- Occupations: Film director, screenwriter, producer
- Years active: 1980–present
- Notable work: The Mothers of Plaza de Mayo

= Susana Blaustein Muñoz =

Argentine film director

Susana Blaustein Muñoz is an Argentine film director. She directed four films since she started her career in 1980. She also produced one of those films, the documentary The Mothers of Plaza de Mayo (1985), with co-director Lourdes Portillo, about the Mothers of the Plaza de Mayo who looked for their disappeared children during the Dirty War. This film was nominated for an Academy Award for Best Documentary Feature. Her last film was 1993's Mi casa, mi prisión (My Home, My Prison).

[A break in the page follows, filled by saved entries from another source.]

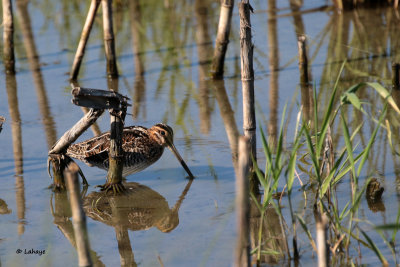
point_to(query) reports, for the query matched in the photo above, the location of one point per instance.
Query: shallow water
(163, 59)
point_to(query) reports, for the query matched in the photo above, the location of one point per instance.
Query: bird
(141, 148)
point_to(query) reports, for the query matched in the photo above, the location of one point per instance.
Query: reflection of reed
(11, 86)
(139, 208)
(272, 236)
(33, 58)
(204, 52)
(137, 38)
(274, 71)
(61, 213)
(228, 117)
(8, 37)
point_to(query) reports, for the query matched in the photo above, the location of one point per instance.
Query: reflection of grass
(312, 153)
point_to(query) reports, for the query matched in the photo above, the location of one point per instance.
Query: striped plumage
(142, 147)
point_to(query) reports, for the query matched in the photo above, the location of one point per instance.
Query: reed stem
(94, 5)
(109, 41)
(242, 255)
(247, 73)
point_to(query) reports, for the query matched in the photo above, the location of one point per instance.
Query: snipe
(142, 147)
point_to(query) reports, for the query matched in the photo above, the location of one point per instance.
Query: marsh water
(164, 50)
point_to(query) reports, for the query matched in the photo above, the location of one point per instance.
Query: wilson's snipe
(142, 147)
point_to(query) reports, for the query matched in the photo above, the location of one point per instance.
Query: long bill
(178, 156)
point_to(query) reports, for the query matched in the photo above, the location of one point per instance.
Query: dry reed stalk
(25, 27)
(72, 134)
(78, 216)
(242, 254)
(396, 83)
(247, 74)
(222, 40)
(109, 42)
(322, 246)
(80, 51)
(8, 39)
(114, 175)
(273, 51)
(396, 76)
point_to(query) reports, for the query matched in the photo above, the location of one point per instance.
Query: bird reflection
(139, 208)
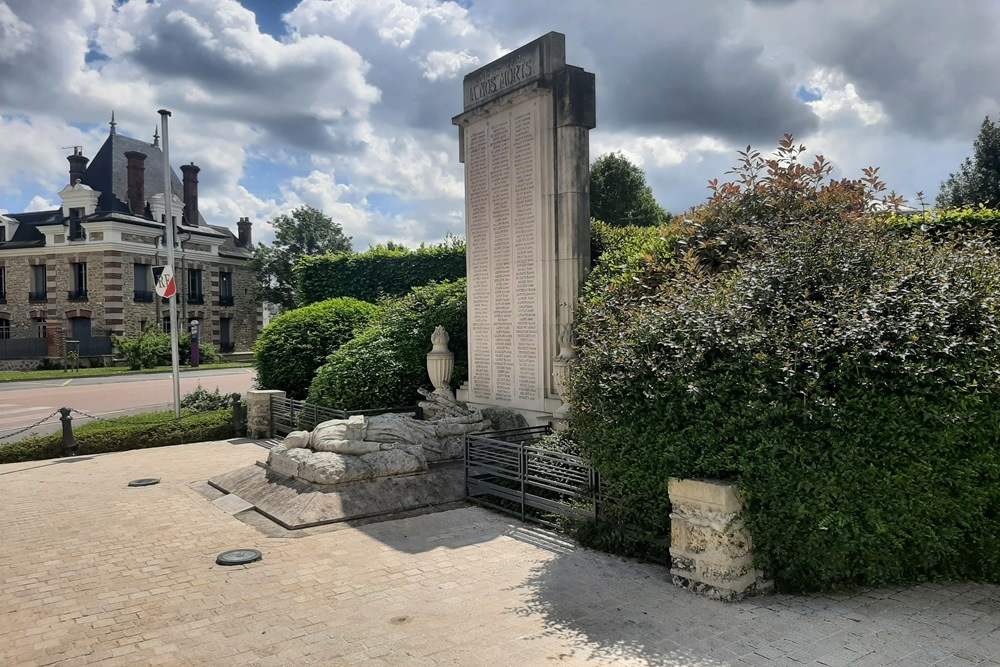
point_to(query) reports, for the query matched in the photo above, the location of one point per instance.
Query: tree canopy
(619, 195)
(977, 180)
(305, 231)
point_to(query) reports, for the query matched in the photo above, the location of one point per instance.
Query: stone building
(84, 271)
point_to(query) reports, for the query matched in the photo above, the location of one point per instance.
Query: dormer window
(76, 231)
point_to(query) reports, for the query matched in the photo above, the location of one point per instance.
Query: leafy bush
(203, 400)
(295, 344)
(378, 272)
(846, 378)
(121, 434)
(387, 362)
(151, 348)
(623, 255)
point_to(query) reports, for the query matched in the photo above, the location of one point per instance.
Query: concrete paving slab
(95, 573)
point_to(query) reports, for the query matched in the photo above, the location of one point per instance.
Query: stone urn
(441, 363)
(560, 368)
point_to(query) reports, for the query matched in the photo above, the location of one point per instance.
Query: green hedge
(947, 222)
(295, 344)
(158, 429)
(844, 376)
(385, 364)
(847, 380)
(378, 272)
(623, 257)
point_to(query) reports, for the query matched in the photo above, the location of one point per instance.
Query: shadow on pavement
(52, 462)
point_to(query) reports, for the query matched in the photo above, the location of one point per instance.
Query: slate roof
(27, 234)
(107, 173)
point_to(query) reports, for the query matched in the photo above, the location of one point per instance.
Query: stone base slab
(294, 504)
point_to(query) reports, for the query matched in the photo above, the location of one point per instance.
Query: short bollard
(69, 442)
(237, 421)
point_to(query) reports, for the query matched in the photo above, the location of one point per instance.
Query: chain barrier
(81, 412)
(28, 428)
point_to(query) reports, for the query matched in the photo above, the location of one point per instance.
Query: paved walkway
(95, 573)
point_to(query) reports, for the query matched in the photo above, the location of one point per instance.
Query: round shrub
(296, 343)
(387, 362)
(846, 378)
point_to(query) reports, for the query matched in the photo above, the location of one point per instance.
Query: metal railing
(289, 415)
(23, 348)
(504, 471)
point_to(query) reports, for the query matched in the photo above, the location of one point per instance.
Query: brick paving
(93, 572)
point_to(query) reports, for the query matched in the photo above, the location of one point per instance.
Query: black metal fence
(36, 348)
(23, 348)
(504, 471)
(289, 415)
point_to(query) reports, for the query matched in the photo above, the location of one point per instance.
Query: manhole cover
(238, 557)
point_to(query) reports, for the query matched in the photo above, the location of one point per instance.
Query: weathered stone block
(715, 495)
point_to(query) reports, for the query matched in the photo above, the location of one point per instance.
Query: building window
(226, 343)
(39, 288)
(195, 293)
(226, 289)
(142, 283)
(76, 231)
(78, 277)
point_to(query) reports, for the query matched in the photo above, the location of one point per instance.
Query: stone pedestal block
(259, 412)
(711, 551)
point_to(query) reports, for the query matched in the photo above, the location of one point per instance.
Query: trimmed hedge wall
(158, 429)
(845, 376)
(296, 343)
(386, 363)
(378, 272)
(945, 222)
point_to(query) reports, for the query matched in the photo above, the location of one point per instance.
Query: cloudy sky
(346, 105)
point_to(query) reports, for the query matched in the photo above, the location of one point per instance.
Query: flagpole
(169, 223)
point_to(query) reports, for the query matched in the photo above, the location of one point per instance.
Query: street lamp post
(169, 223)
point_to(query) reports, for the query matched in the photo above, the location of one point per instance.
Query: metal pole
(69, 442)
(169, 222)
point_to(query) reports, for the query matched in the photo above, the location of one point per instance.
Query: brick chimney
(244, 226)
(136, 174)
(77, 165)
(190, 193)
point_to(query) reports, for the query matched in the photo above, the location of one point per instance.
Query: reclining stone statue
(363, 448)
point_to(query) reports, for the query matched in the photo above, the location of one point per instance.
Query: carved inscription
(478, 254)
(503, 251)
(525, 278)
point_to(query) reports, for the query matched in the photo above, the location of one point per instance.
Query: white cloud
(447, 64)
(839, 98)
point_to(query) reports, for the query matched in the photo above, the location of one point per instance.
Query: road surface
(23, 404)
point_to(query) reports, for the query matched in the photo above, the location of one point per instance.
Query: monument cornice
(523, 67)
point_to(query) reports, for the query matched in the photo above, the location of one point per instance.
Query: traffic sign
(166, 286)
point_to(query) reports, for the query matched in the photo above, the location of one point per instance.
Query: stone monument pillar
(524, 139)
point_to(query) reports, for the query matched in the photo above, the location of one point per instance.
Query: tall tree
(306, 231)
(977, 180)
(619, 194)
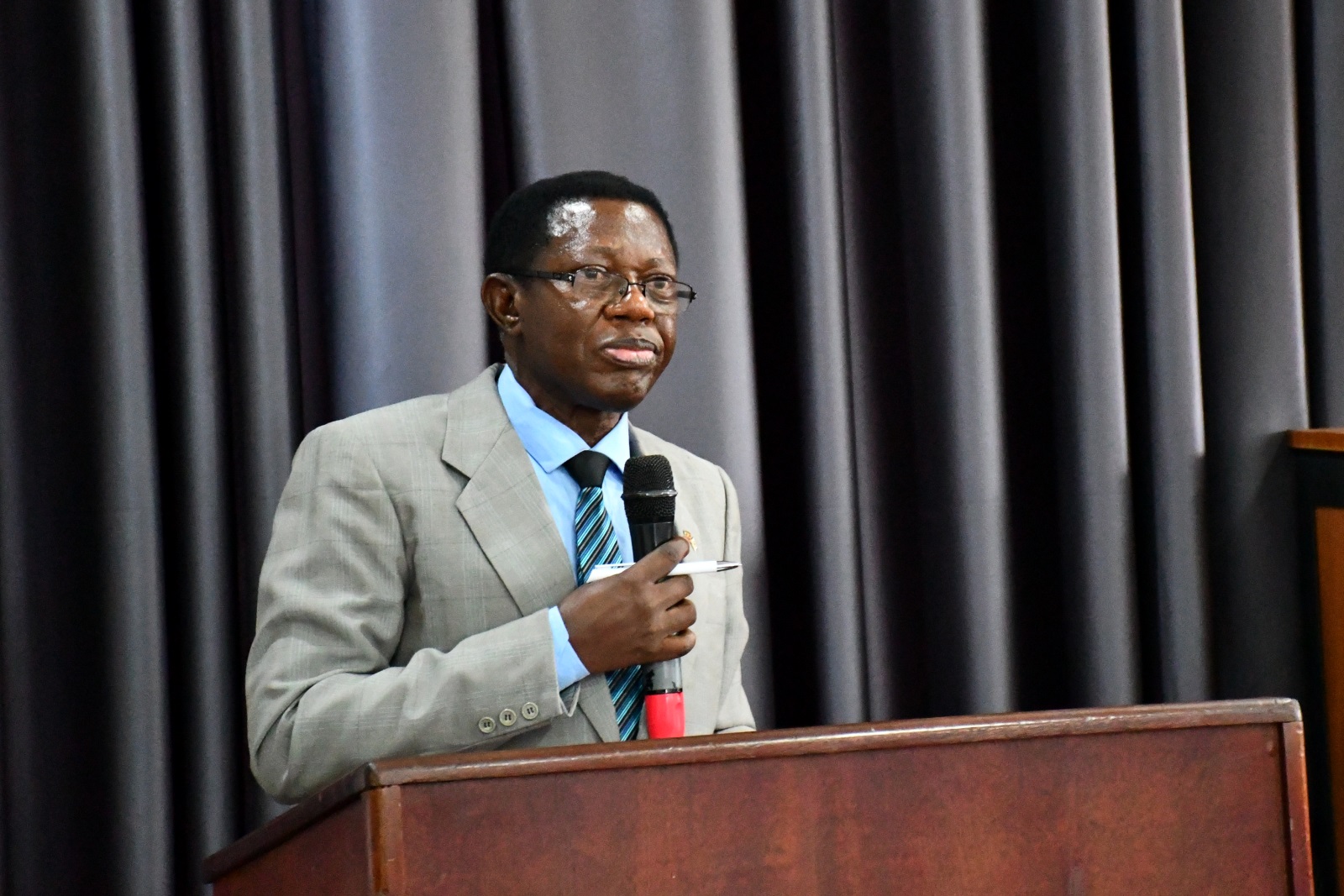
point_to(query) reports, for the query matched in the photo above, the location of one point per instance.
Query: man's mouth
(632, 352)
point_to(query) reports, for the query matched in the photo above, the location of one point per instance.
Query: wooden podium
(1200, 799)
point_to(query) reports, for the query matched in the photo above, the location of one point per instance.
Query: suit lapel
(504, 506)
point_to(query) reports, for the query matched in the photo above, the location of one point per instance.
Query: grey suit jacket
(402, 605)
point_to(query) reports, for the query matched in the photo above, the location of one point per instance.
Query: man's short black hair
(517, 231)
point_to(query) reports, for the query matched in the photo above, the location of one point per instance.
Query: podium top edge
(746, 746)
(830, 739)
(1324, 439)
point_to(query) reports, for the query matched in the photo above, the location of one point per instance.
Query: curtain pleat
(947, 187)
(1162, 320)
(1005, 308)
(1320, 49)
(1243, 175)
(87, 779)
(1082, 257)
(400, 148)
(255, 286)
(134, 762)
(826, 416)
(188, 359)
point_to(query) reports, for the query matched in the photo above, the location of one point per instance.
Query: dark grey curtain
(148, 414)
(1005, 309)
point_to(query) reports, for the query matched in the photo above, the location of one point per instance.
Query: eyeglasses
(667, 296)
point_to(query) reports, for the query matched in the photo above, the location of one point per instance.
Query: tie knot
(588, 468)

Susana Muñoz was born in Argentina where she lived until 1972, when at the age of 18 she moved to Israel. She worked as a news editor for Israeli television and seven years later, Muñoz moved to the United States to pursue a higher education at the San Francisco Art Institute. Although Muñoz was not living in Argentina during the "Dirty War" where left-wing supporters who criticized the government disappeared, many of her loved ones were. Her sister was forced into exile for 9 years and many high school friends of Muñoz disappeared during the war. As she was so close to the war in Argentina, in 1978 she first had the idea to make a documentary, co-directed by Lourdes Portillo, titled, "Las Madres de la Plaza de Mayo". The film tells the story the mothers of the women, men and children who disappeared in Argentina during the war and their fight to find answers about their lost children. When the two women were interviewed about whether the film has a feminist agenda Portillo responded, "It's a feminist film in the sense that it was conceptualized by women. It's about women. We didn't try to exclude men from it. We tried, though, to deal with the idea that women can do something about the political situation in their country."